In any case, on that day, I went looking for Don as nobody knew where he was. I found him outside, taking all of the junk he had in the trunk of his 1962 Plymouth and setting in on the ground of the parking lot. And, there was a lot of stuff in there! “Just thought I would get this all in order,” he stated. He was doing this while the cast and crew walked around with no direction. Organizing the junk in his trunk… That situation provided a very clear illustration of who that man was.

I always believe that life provides you with signs as what is to come if you are aware enough to watch for them. In the case of Donald G. Jackson, my first thought was to bail that fiasco, as up until that point in my career I had been working on high-budget or at least very organized independent productions. But, I stayed and it led to what it led to… Zen Filmmaking.

Am I sorry I stayed? No, not at all. But, as stated, there was always a price to pay and that price was often times quite high. But, from my staying, for better or for worse, Zen Filmmaking was born.

In closing, Don and I were very yin and yang—very different parts of the same puzzle. Me, I am about completion. I like to get it done. …Because then you have accomplished something. Don was not like that.

Life is always a battle between: process verse product. Modern Spirituality commonly provides people with the excuse, “Enjoy the process.” Sure, enjoy it, but many people use that as a life-excuse for not making things happen and/or getting things done.
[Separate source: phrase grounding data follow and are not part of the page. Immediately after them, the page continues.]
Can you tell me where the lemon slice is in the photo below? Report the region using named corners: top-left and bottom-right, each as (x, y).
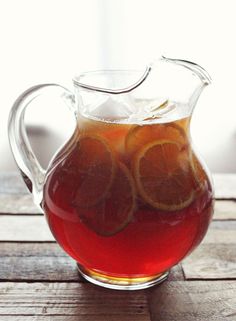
top-left (133, 139), bottom-right (195, 211)
top-left (125, 121), bottom-right (188, 157)
top-left (78, 161), bottom-right (136, 236)
top-left (75, 135), bottom-right (115, 207)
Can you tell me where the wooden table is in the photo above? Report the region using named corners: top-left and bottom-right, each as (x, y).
top-left (0, 172), bottom-right (235, 321)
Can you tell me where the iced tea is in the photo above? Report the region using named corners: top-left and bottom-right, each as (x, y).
top-left (43, 114), bottom-right (213, 283)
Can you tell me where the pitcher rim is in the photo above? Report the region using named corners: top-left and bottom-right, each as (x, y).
top-left (72, 67), bottom-right (152, 94)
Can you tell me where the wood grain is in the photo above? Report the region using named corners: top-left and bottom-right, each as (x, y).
top-left (0, 172), bottom-right (27, 195)
top-left (0, 242), bottom-right (62, 256)
top-left (1, 238), bottom-right (235, 282)
top-left (0, 243), bottom-right (183, 282)
top-left (0, 215), bottom-right (54, 241)
top-left (1, 194), bottom-right (235, 219)
top-left (202, 221), bottom-right (236, 244)
top-left (0, 172), bottom-right (235, 321)
top-left (0, 242), bottom-right (81, 281)
top-left (0, 317), bottom-right (149, 321)
top-left (167, 264), bottom-right (184, 281)
top-left (1, 172), bottom-right (236, 198)
top-left (0, 215), bottom-right (235, 243)
top-left (148, 281), bottom-right (236, 321)
top-left (182, 244), bottom-right (236, 279)
top-left (0, 194), bottom-right (41, 214)
top-left (213, 173), bottom-right (236, 199)
top-left (0, 282), bottom-right (150, 321)
top-left (3, 241), bottom-right (231, 282)
top-left (214, 200), bottom-right (236, 220)
top-left (0, 256), bottom-right (80, 282)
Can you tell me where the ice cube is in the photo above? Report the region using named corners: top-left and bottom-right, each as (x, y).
top-left (89, 96), bottom-right (136, 121)
top-left (127, 98), bottom-right (175, 122)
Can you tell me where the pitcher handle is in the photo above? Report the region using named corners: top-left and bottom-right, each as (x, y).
top-left (8, 84), bottom-right (76, 205)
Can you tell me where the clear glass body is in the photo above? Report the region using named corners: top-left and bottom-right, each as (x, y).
top-left (8, 57), bottom-right (214, 290)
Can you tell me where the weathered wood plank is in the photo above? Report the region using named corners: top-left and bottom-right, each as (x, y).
top-left (0, 224), bottom-right (234, 282)
top-left (0, 194), bottom-right (41, 214)
top-left (0, 172), bottom-right (27, 195)
top-left (0, 243), bottom-right (182, 282)
top-left (182, 244), bottom-right (236, 279)
top-left (0, 242), bottom-right (81, 281)
top-left (1, 172), bottom-right (236, 198)
top-left (3, 240), bottom-right (234, 282)
top-left (0, 216), bottom-right (54, 241)
top-left (2, 195), bottom-right (235, 222)
top-left (0, 215), bottom-right (234, 243)
top-left (167, 264), bottom-right (184, 281)
top-left (214, 200), bottom-right (236, 220)
top-left (0, 282), bottom-right (235, 321)
top-left (1, 195), bottom-right (235, 222)
top-left (0, 316), bottom-right (149, 321)
top-left (0, 282), bottom-right (150, 320)
top-left (202, 220), bottom-right (236, 244)
top-left (214, 173), bottom-right (236, 199)
top-left (0, 256), bottom-right (80, 282)
top-left (0, 242), bottom-right (62, 256)
top-left (148, 281), bottom-right (236, 321)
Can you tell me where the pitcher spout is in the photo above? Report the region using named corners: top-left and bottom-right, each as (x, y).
top-left (161, 56), bottom-right (211, 86)
top-left (144, 56), bottom-right (212, 112)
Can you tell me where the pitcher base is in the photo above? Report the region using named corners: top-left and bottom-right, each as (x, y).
top-left (77, 264), bottom-right (169, 290)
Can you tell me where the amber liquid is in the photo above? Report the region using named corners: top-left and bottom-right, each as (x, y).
top-left (43, 115), bottom-right (213, 278)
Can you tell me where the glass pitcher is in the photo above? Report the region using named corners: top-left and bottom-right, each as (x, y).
top-left (8, 57), bottom-right (214, 290)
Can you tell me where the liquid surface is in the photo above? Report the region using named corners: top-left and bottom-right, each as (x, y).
top-left (43, 114), bottom-right (213, 278)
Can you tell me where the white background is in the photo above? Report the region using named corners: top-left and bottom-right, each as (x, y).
top-left (1, 0), bottom-right (236, 172)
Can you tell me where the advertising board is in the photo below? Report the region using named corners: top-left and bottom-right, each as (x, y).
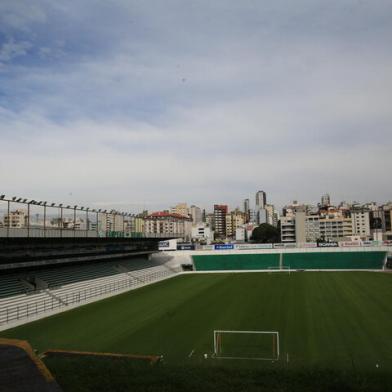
top-left (235, 244), bottom-right (273, 250)
top-left (177, 244), bottom-right (195, 250)
top-left (339, 241), bottom-right (361, 247)
top-left (214, 244), bottom-right (234, 250)
top-left (158, 239), bottom-right (178, 251)
top-left (317, 242), bottom-right (339, 248)
top-left (303, 242), bottom-right (318, 248)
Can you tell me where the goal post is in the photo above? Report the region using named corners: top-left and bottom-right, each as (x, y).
top-left (267, 266), bottom-right (290, 274)
top-left (213, 330), bottom-right (280, 361)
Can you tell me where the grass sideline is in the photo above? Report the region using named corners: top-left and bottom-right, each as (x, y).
top-left (44, 355), bottom-right (392, 392)
top-left (1, 272), bottom-right (392, 390)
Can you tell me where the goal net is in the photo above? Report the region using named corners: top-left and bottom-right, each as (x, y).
top-left (213, 330), bottom-right (280, 361)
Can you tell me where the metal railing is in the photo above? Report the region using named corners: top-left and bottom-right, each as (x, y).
top-left (0, 195), bottom-right (183, 239)
top-left (0, 268), bottom-right (181, 326)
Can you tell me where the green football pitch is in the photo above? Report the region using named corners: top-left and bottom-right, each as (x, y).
top-left (2, 271), bottom-right (392, 371)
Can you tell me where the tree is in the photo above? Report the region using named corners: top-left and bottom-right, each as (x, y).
top-left (250, 223), bottom-right (280, 243)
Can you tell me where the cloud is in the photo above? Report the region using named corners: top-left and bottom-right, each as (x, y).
top-left (0, 38), bottom-right (32, 63)
top-left (0, 0), bottom-right (391, 211)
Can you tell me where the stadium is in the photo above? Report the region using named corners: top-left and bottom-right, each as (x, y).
top-left (0, 242), bottom-right (391, 391)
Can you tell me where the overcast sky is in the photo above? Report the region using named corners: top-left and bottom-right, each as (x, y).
top-left (0, 0), bottom-right (391, 212)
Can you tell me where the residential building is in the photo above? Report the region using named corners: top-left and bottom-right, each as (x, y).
top-left (319, 217), bottom-right (352, 241)
top-left (171, 203), bottom-right (189, 217)
top-left (225, 210), bottom-right (245, 238)
top-left (205, 213), bottom-right (214, 228)
top-left (255, 191), bottom-right (267, 209)
top-left (280, 216), bottom-right (296, 243)
top-left (305, 215), bottom-right (320, 241)
top-left (191, 223), bottom-right (213, 243)
top-left (351, 209), bottom-right (371, 239)
top-left (214, 204), bottom-right (228, 239)
top-left (265, 204), bottom-right (278, 227)
top-left (4, 210), bottom-right (27, 228)
top-left (248, 209), bottom-right (257, 224)
top-left (144, 211), bottom-right (192, 241)
top-left (190, 205), bottom-right (202, 224)
top-left (235, 226), bottom-right (246, 242)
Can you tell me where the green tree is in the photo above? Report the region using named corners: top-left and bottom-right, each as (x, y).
top-left (250, 223), bottom-right (280, 243)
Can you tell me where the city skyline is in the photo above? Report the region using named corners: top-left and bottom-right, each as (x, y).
top-left (1, 1), bottom-right (392, 208)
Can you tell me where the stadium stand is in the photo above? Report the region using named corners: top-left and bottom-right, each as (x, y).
top-left (0, 255), bottom-right (181, 327)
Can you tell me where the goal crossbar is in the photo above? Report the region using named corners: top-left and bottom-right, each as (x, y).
top-left (213, 330), bottom-right (280, 361)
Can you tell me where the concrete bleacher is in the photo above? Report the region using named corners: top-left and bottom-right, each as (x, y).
top-left (0, 254), bottom-right (181, 327)
top-left (0, 275), bottom-right (32, 299)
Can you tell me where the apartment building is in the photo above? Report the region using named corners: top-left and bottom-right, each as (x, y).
top-left (3, 210), bottom-right (27, 228)
top-left (144, 211), bottom-right (192, 240)
top-left (214, 204), bottom-right (228, 239)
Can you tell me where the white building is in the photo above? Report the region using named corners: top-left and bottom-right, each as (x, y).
top-left (144, 212), bottom-right (192, 241)
top-left (191, 223), bottom-right (213, 243)
top-left (190, 205), bottom-right (202, 224)
top-left (280, 216), bottom-right (296, 242)
top-left (351, 209), bottom-right (371, 239)
top-left (319, 217), bottom-right (352, 241)
top-left (4, 210), bottom-right (27, 228)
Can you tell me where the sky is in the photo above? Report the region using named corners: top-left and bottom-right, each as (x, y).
top-left (0, 0), bottom-right (391, 213)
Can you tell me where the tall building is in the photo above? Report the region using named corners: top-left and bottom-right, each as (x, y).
top-left (280, 216), bottom-right (296, 242)
top-left (256, 208), bottom-right (267, 225)
top-left (190, 205), bottom-right (202, 224)
top-left (265, 204), bottom-right (278, 227)
top-left (171, 203), bottom-right (189, 217)
top-left (351, 208), bottom-right (371, 239)
top-left (243, 198), bottom-right (250, 222)
top-left (225, 210), bottom-right (245, 238)
top-left (321, 194), bottom-right (331, 207)
top-left (255, 191), bottom-right (267, 209)
top-left (214, 204), bottom-right (228, 239)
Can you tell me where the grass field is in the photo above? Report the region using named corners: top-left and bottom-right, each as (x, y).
top-left (2, 271), bottom-right (392, 391)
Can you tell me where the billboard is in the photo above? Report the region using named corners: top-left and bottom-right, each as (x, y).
top-left (235, 244), bottom-right (273, 250)
top-left (317, 242), bottom-right (339, 248)
top-left (177, 244), bottom-right (195, 251)
top-left (214, 244), bottom-right (234, 250)
top-left (339, 241), bottom-right (361, 247)
top-left (273, 243), bottom-right (285, 249)
top-left (303, 242), bottom-right (318, 248)
top-left (158, 239), bottom-right (178, 251)
top-left (361, 241), bottom-right (376, 247)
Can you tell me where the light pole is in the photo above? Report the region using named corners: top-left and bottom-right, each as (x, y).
top-left (73, 205), bottom-right (77, 238)
top-left (85, 207), bottom-right (89, 238)
top-left (7, 198), bottom-right (10, 239)
top-left (27, 200), bottom-right (36, 238)
top-left (95, 209), bottom-right (99, 237)
top-left (42, 202), bottom-right (47, 237)
top-left (59, 204), bottom-right (63, 238)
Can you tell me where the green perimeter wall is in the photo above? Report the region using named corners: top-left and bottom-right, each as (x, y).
top-left (192, 251), bottom-right (386, 271)
top-left (192, 253), bottom-right (279, 271)
top-left (283, 251), bottom-right (386, 270)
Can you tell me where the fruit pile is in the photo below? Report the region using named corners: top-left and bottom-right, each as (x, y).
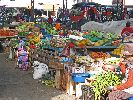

If you don’t get it done, then it’s not done. What have you accomplished?

So, if I must state one firm premise of Zen Filmmaking, that premise is, in Zen Filmmaking you get your project completed.

If you’re not a filmmaker, this ideology doesn’t only apply to filmmaking, it applies to everything.

Think about what you are doing. Think about why you are doing it. Contemplate what will it equal. Then, if you’re going to do it, do it. Finish it. Make something special that is uniquely your own.